Research & Development
Veloxis submits the ENVARSUS XR NDA with the US FDA for kidney transplant patients
8 March 2018 -

Biopharmaceutical company Veloxis Pharmaceuticals A/S said on Wednesday that it has filed its supplemental New Drug Application (sNDA) with the US Food & Drug Administration (FDA) for ENVARSUS XR (tacrolimus extended-release tablets) for the prophylaxis of organ rejection in kidney transplant patients.

The company stated it is seeking a new de novo indication for ENVARSUS XR (tacrolimus extended-release tablets) for the prophylaxis of organ rejection in kidney transplant patients in combination with other immunosuppressants.

In conjunction, the sNDA is based on data from the company's multinational phase 3 study LCP-Tacro 3002, which evaluated the safety and efficacy of Envarsus XR versus immediate-release tacrolimus capsules for the prevention of acute allograft rejection in 500 de novo adult kidney transplant recipients.

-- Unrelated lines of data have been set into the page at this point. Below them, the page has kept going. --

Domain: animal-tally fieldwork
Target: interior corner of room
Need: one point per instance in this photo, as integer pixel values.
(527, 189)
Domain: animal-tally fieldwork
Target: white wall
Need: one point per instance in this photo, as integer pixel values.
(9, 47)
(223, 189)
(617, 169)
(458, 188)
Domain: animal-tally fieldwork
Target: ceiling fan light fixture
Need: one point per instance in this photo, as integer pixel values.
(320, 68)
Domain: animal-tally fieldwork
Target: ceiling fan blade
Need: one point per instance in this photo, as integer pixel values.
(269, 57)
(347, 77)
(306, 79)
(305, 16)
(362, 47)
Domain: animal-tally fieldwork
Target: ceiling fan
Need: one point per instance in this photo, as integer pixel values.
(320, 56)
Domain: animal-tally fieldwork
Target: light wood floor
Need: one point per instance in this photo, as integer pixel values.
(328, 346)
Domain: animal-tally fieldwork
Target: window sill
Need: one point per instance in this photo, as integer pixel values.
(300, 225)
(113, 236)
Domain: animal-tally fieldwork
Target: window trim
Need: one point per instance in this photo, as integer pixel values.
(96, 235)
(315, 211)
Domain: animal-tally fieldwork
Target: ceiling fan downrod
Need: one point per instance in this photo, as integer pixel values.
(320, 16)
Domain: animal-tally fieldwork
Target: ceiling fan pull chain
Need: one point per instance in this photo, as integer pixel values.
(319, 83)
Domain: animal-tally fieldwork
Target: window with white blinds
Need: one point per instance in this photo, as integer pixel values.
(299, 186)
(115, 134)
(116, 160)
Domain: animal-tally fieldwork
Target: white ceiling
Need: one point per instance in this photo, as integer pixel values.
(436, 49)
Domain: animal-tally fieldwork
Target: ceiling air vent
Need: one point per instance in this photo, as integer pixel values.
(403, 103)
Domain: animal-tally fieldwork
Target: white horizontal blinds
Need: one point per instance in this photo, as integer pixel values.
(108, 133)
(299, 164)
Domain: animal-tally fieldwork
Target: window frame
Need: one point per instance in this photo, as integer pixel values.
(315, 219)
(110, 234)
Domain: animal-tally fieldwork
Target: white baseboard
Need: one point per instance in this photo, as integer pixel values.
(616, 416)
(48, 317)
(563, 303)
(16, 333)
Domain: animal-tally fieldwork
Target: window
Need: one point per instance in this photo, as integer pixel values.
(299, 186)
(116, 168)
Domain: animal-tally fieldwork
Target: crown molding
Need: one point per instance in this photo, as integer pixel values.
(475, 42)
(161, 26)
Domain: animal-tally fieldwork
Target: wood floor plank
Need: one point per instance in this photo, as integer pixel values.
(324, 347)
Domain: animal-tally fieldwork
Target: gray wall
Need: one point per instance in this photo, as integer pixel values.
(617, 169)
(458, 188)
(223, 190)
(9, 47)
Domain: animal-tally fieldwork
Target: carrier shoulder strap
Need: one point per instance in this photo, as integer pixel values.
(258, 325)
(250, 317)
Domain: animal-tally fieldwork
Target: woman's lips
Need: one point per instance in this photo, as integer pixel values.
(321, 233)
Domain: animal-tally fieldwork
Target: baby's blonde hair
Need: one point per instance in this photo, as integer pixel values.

According to the company, the primary endpoint was the incidence of treatment failures within 12 months. Treatment failure was a composite endpoint that included death, graft failure, biopsy-proven acute rejection or lost to follow-up.

Additionally, the results showed treatment failure rates of 18.3% for the Envarsus XR group and 19.6% for the immediate-release tacrolimus capsules treatment group, demonstrating Envarsus XR as non-inferior to immediate-release tacrolimus capsules, concluded the company.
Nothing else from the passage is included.